Faut maintenant passer aux choses sérieuses, se dit Anne Lespérance. Elle va donc ouvrir une boutique sur la rue Saint-Hubert : une boutique de vêtements et accessoires pour dames qu’elle baptise Belle et Rebelle. Étiquette verte, québécois, équitable. Anne axe son travail en essayant de satisfaire ces prémisses qui lui tiennent à cœur. De nouvelles incursions dans la Thaïlande qu’elle connaît bien pour y avoir précédemment acheté et négocié de belles choses. « C’étaient mes premiers pas dans le commerce » m’avoue-t-elle candidement. Les pièces de vêtements n’y sont pas chères et on y fait du business sans encombrements inutiles. Ajoutez l’ouverture de la Petite Rebelle, toujours sur Saint-Hubert en 2009 pour séparer le québécois de l’importation dans ses commerces. Voilà Anne Lespérance prête à revoir Fabrice Carrubba pour s’interroger : « On fait quelque chose ensemble ? ».
Les deux compères conviendront qu’une troisième boutique devrait forcément donner un peu d’espace aux hommes. Une fois le local trouvé, Fabrice s’est mis à l’œuvre pour la préparation des espaces et la décoration des lieux. Il n’avait pas fini lors de notre passage, le mur arrière ayant encore à recevoir les éléments de sa composition.
L’Appartement boutique, un nom étrange pour vendre des fringues. Mais pas tant que ça lorsqu’on apprend que l’appartement du second étage, autrefois habité par nul autre que Michel Tremblay dans son enfance, a été relié à la boutique du premier par un escalier métallique jaune en colimaçon. L’appartement sert actuellement de bureau mais Fabrice compte bien y mettre son talent de designer pour que les espaces deviennent des étals pour d’autres fringues tout en donnant l’impression au client qu’il se promène dans un… appartement. Et la boucle est bouclée.
Pour les vêtements d’hommes, Fabrice me mentionnera les maisons OOM, Trace, Encantandos et Studio 8. Anne rétorquera que les femmes peuvent choisir chez Jacynthe, Kelly Lane, Trendi, Schunfunk et Schwiing entre autres. J’ai aussi noté des boutons recyclés par Adi-Jito et du cuir recyclé Kazak. Des chapeaux d’autrefois, des ceintures recyclées et des T-Shirts magnifiques.

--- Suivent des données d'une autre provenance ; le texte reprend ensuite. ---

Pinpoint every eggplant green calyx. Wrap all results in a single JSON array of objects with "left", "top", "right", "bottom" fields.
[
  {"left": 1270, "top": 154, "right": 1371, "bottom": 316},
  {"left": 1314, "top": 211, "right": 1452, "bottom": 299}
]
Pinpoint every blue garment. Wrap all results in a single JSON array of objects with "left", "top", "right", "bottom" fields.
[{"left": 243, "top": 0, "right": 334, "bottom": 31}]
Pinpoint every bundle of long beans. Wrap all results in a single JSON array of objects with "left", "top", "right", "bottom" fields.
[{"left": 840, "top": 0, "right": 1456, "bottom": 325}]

Les choses m’ont semblé se dérouler sans artifice chez l’Appartement boutique. Comme le dit Anne Lespérance, le secret réside ans le contact humain : avoir du plaisir dans son travail en considérant clients et fournisseurs comme des chums plutôt que des entités d’affaires. Et sachez que Fabrice et Anne ont bien hâte aux doux rayons de soleil du printemps pour amorcer leur première véritable saison complète dans le Plateau.
Les rafales de Fabrice
Au cinéma, il a été subjugué par Lord of the Ring. La musique de Radio Head et Manu Chao ça lui va. La bêtise humaine et la connerie le font grogner. Il relaxe pleinement en… moto. Il se défend bien au Volleyball. Dans une autre vie ? Proprio d’un bed and breakfast dans le Sud. Coups de cœur sur l’Avenue : Chez Normand et Le Verre Bouteille
Les rafales d’Anne
Au cinéma, elle m’avoue, en rougissant, son faible pour Histoire sans Fin. Daniel Bélanger et Richard Desjardins la comblent en musique. Les gens qui se prennent trop au sérieux… beurk ! Elle relaxe en lisant un magazine à potins… dans un bain chaud. Se tirait bien d’affaires au basketball. Dans une autre vie, assurément, elle serait en travail social. Le Verre Bouteille et Tony Pappas ont ses faveurs sur l’Avenue.